Vous avez beaucoup à dire, on sent que vous en avez besoin... Vous partez pour la Chine avec une vingtaine de chefs d'entreprise. Il y a dans l'air, naturellement, les Jeux Olympiques de Pékin de 2008. Et là, on constate en ce moment qu'il y a de plus en plus de sportifs et d'athlètes américains de haut niveau, qui se dopent. On vient d'en repérer sept, qui étaient au Championnats du monde ici, qui ont participé à des compétitions avec un stimulant - le Modafinil -, il paraît que cela se développe. Et on trouve sans arrêt des nouvelles molécules...

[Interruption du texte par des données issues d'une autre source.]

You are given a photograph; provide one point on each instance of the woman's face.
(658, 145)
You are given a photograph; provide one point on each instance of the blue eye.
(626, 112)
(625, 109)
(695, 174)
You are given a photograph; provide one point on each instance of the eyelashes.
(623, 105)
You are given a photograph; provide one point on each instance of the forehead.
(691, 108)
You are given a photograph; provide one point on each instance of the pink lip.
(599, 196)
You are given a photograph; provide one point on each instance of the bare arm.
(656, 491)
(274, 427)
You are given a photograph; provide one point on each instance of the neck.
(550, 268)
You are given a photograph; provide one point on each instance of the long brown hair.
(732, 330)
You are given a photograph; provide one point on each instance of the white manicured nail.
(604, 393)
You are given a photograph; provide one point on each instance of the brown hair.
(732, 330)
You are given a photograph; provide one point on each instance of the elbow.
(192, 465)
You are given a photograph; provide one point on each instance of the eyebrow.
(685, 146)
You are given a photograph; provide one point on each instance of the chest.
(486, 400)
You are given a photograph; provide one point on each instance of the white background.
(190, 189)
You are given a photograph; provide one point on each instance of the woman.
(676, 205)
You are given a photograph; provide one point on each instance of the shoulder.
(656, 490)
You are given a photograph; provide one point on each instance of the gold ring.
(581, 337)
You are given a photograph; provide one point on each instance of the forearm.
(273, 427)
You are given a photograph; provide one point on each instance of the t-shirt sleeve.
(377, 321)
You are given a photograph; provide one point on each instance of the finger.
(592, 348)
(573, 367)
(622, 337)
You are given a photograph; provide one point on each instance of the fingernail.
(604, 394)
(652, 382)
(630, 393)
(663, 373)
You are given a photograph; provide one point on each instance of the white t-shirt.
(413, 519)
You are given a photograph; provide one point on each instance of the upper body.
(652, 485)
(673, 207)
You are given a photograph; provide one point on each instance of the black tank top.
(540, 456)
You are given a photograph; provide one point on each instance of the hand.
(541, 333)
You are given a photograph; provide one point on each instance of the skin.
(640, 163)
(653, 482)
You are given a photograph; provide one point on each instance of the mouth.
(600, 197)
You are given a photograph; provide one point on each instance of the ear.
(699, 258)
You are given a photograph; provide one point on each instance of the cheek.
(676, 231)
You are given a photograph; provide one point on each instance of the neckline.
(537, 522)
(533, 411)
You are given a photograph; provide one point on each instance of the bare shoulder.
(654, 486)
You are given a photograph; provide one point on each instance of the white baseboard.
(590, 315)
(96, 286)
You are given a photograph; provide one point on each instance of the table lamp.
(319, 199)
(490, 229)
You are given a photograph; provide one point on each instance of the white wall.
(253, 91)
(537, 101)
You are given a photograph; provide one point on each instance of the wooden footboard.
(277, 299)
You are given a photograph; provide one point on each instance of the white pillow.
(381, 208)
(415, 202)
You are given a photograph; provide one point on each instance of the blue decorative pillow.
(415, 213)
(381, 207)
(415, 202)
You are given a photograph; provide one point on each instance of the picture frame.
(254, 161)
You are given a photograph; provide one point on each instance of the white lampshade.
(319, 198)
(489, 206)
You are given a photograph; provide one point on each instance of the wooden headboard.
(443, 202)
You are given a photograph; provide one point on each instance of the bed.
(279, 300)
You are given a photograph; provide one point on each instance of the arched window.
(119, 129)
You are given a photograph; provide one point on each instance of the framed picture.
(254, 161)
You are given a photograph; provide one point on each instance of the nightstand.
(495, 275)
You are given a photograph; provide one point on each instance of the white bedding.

- "La molécule d'actualité, c'est la fameuse TAG, qui été découverte par le laboratoire de Los Angeles. Un mot là dessus : je crois que nous démontrons, entre le laboratoire de Los Angeles et la laboratoire français de Châtenay-Malabry, une excellente coopération, une grande réactivité, qui nous permettra de recontrôler les 400 prélèvements des Championnats du monde, pour voir si cette fameuse molécule de TAG est présente. Il y aura des sanctions ; la Fédération internationale a dit qu'il y aurait des sanctions, si on trouvait ces molécules."
C'est-à-dire que les Américains qui ont obtenu des médailles ici, aux Championnats du monde, vont devoir les rendre ?
- "En tout cas, ils peuvent avoir effectivement peur de rendre leurs médailles. C'est une grande avancée que ce travail de coopération internationale. C'est, je pense, synonyme d'efficacité dans les années qui viennent."
Les Américains se réveillent dans ce domaine ?
- "Bien sûr, oui."
Alors, bon voyage en Chine, merci d'être venu.